Search Unity

OSX code signing

Discussion in 'macOS' started by catfink, Feb 11, 2017.

  1. catfink

    catfink

    Joined:
    May 23, 2015
    Posts:
    176
    Trying to find some advice on how to deal with OSX.

    Currently we are distributing our game outside of App store and without doing any code signing..... and gatekeeper is the bane of my life. It randomly removes the execution flag when we do patches, it quarantines the .zip file when users download our game. I've had enough of it and want to circumvent it.

    From what I have read we can code sign to bypass gatekeper or we can distribute via the app store (which also involves code signing).

    I am struggling to find good information on code signing a Unity application and staying outside of Apple store - is this a good idea, will it be problem free? Is there even any good information on this as I'm yet to find anything I can understand - I'm not an OSX user, so the apple ecosystem is fairly new to me.

    Is there a guide somewhere on how to code sign a Unity application for OSX, are there any reliable automated tools to make it easy? I even struggled working out how to get a code signing ID as Apple's webpages on the subject are circular in nature so you follow the hypertext links and end up back where you started and no wiser - so frustrating.

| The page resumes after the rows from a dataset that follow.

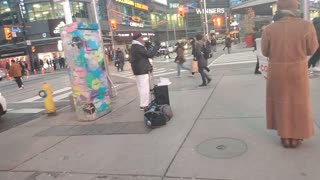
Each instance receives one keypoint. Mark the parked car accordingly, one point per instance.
(220, 41)
(2, 74)
(3, 105)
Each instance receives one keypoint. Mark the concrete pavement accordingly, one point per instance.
(217, 132)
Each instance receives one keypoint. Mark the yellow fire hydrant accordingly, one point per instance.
(46, 94)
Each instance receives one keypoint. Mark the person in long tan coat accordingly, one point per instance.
(287, 42)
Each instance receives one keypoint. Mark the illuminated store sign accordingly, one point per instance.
(128, 34)
(211, 11)
(135, 24)
(132, 3)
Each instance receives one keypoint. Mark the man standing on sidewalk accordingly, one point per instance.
(139, 59)
(257, 34)
(15, 72)
(287, 42)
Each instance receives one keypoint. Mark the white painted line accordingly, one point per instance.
(157, 72)
(38, 97)
(26, 111)
(173, 72)
(62, 96)
(61, 90)
(232, 63)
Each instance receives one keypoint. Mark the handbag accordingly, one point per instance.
(194, 66)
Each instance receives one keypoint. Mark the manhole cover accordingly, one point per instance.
(222, 148)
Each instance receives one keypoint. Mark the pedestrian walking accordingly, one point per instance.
(316, 56)
(139, 59)
(213, 44)
(15, 72)
(180, 59)
(119, 60)
(202, 62)
(7, 66)
(257, 34)
(227, 43)
(194, 63)
(287, 42)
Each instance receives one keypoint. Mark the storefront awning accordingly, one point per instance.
(252, 3)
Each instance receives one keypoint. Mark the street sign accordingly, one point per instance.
(28, 42)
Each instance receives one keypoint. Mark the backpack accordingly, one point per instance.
(206, 50)
(157, 115)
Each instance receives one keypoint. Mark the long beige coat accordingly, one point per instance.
(287, 42)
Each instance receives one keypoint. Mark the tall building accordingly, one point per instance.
(29, 29)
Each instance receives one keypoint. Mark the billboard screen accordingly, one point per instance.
(164, 2)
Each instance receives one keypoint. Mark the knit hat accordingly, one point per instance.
(287, 4)
(136, 35)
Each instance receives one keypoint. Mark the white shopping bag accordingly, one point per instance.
(263, 61)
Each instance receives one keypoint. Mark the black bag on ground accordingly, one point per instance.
(157, 115)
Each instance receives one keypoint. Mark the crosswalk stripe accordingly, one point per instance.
(62, 96)
(26, 111)
(236, 58)
(38, 97)
(156, 71)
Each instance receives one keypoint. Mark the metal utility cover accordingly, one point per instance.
(222, 148)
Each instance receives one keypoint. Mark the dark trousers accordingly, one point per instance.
(314, 59)
(204, 76)
(18, 80)
(257, 66)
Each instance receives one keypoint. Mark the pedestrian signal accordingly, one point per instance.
(7, 33)
(181, 11)
(113, 24)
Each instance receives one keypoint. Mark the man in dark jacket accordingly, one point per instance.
(316, 56)
(139, 59)
(257, 34)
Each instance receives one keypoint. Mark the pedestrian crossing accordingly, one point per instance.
(157, 72)
(235, 58)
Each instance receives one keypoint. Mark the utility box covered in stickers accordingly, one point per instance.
(85, 59)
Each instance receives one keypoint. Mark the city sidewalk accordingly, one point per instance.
(217, 132)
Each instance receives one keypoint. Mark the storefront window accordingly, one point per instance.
(7, 14)
(47, 10)
(39, 11)
(79, 10)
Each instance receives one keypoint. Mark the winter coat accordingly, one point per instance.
(180, 55)
(316, 23)
(287, 42)
(202, 62)
(139, 57)
(15, 70)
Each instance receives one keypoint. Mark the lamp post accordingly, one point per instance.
(205, 17)
(305, 9)
(67, 11)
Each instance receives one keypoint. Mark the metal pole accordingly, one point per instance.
(306, 10)
(67, 12)
(101, 40)
(205, 16)
(108, 14)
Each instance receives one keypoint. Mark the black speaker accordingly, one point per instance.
(161, 94)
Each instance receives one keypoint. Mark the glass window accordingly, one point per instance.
(39, 11)
(7, 15)
(79, 10)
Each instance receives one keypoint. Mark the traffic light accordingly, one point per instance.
(213, 21)
(33, 49)
(218, 21)
(181, 11)
(113, 24)
(7, 33)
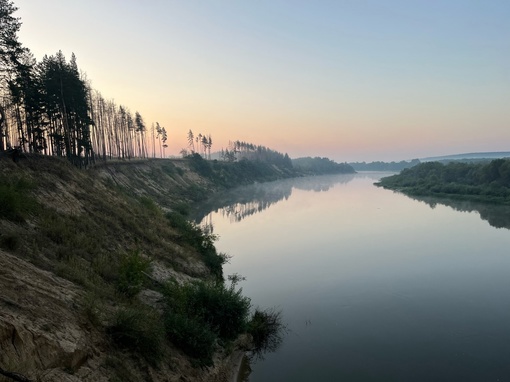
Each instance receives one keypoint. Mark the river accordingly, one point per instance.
(373, 285)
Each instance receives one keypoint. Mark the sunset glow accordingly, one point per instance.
(349, 80)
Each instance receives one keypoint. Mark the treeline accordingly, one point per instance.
(237, 150)
(48, 107)
(319, 166)
(474, 181)
(384, 166)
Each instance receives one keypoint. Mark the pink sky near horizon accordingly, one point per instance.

    Would appreciate a bit of guidance from someone who has suffered this pain already.
     
  2. JoeStrout

    JoeStrout

    Joined:
    Jan 14, 2011
    Posts:
    9,859
    Yes, we code-sign High Frontier and distribute it through our own store. And in fact, since it's a cross-platform app, we also code-sign the Windows binary on our Mac build machine, as described here.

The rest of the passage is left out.